Cantus Planus Austria

Handwritten Text and Music Recognition (HTMR)

The CANTUS Database and CANTUS Index projects show that short inventories of the texts and melodies of chants form an important precondition for documenting and rendering accessible medieval music manuscripts. However, one significant drawback of the current inventory and referencing procedure is the way data is generated: currently, scholars must carry out this task manually. Because of this laborious task, musicological research only has a very limited and incomplete data pool available for more in-depth analyses. In order to achieve meaningful results, both the quantity and quality of the data has to be significantly improved.

Newer approaches in Digital Humanities and Computer Science allow this error-prone and time-consuming method to be automated. Technological advances in Handwritten Text and Music Recognition make it possible to automatically recognise and transcribe the content of the digitised music manuscripts. This content can then be systematically structured, classified and referenced. Referencing, which is based on comparing the full texts with each other, along with advances in technology will improve data quality and, ultimately, save time.

In the context of a planned project, the training data required for text and music recognition (deep learning processes developed within the field of artificial intelligence research) will be compiled by chant research specialists, drawing upon a corpus of around 300 medieval Austrian manuscripts with plainchant. Further developing and applying the above innovative technologies to this corpus of manuscripts represents an all-encompassing solution with far-reaching benefits. The extensive body of manuscripts is an ideal training material and newly-developed online tools will be made available to the scientific community free of charge and will be openly accessible, enabling further research. Additionally, the project would allow a corpus of manuscripts, which was previously documented insufficiently, to be opened up for study.

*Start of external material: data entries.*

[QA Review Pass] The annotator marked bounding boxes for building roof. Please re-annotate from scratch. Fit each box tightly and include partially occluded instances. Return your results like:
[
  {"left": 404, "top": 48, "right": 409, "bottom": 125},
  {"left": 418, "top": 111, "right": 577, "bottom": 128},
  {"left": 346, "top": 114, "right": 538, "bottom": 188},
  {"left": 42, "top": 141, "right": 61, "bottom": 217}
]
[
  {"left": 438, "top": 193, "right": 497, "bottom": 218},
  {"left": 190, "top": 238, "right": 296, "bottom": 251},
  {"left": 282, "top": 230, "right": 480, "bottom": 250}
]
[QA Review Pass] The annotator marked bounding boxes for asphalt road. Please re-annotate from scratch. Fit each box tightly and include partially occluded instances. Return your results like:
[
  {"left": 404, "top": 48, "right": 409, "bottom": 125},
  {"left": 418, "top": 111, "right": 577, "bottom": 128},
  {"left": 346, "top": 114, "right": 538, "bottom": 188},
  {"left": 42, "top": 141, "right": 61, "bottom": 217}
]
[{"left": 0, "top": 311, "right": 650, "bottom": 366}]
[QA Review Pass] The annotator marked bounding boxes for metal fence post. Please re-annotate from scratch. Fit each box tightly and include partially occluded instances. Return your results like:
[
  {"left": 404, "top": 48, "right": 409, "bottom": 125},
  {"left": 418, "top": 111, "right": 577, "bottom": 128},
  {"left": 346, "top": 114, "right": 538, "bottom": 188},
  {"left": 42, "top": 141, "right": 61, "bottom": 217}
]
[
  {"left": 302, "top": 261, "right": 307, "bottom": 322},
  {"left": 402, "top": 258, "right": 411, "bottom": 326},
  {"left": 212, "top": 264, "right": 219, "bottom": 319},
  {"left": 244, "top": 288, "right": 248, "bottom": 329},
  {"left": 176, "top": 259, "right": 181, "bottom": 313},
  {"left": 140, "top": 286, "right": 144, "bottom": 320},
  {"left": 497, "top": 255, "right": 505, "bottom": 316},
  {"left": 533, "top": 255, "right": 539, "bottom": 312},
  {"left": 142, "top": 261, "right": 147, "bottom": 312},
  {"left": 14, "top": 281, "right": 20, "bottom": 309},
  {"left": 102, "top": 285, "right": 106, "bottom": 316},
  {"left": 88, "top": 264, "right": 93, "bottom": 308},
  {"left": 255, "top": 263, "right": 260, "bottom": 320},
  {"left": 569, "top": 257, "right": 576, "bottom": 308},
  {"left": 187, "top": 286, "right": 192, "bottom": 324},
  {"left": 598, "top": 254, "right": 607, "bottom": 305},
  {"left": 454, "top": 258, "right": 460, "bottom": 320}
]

Alongside the more technical tasks described above, musicological analysis of the automatically-generated data pool will be the main focus of the project work. This data will produce complete transcriptions of melodies of mass and office chants of a comprehensive corpus of secular and monastic traditions, representative at least for the German-Austrian area for the first time.

Based on this extensive data stock, an attempt will be made to carry out far-reaching analyses of the repertoire and the melodies. Automated repertoire comparisons of normative data from Libri ordinarii (generated in a previous project) will play an important role, along with the contents of the music-practical sources investigated here. Further analysis of the melodies will also provide evidence for the various different melodic variations.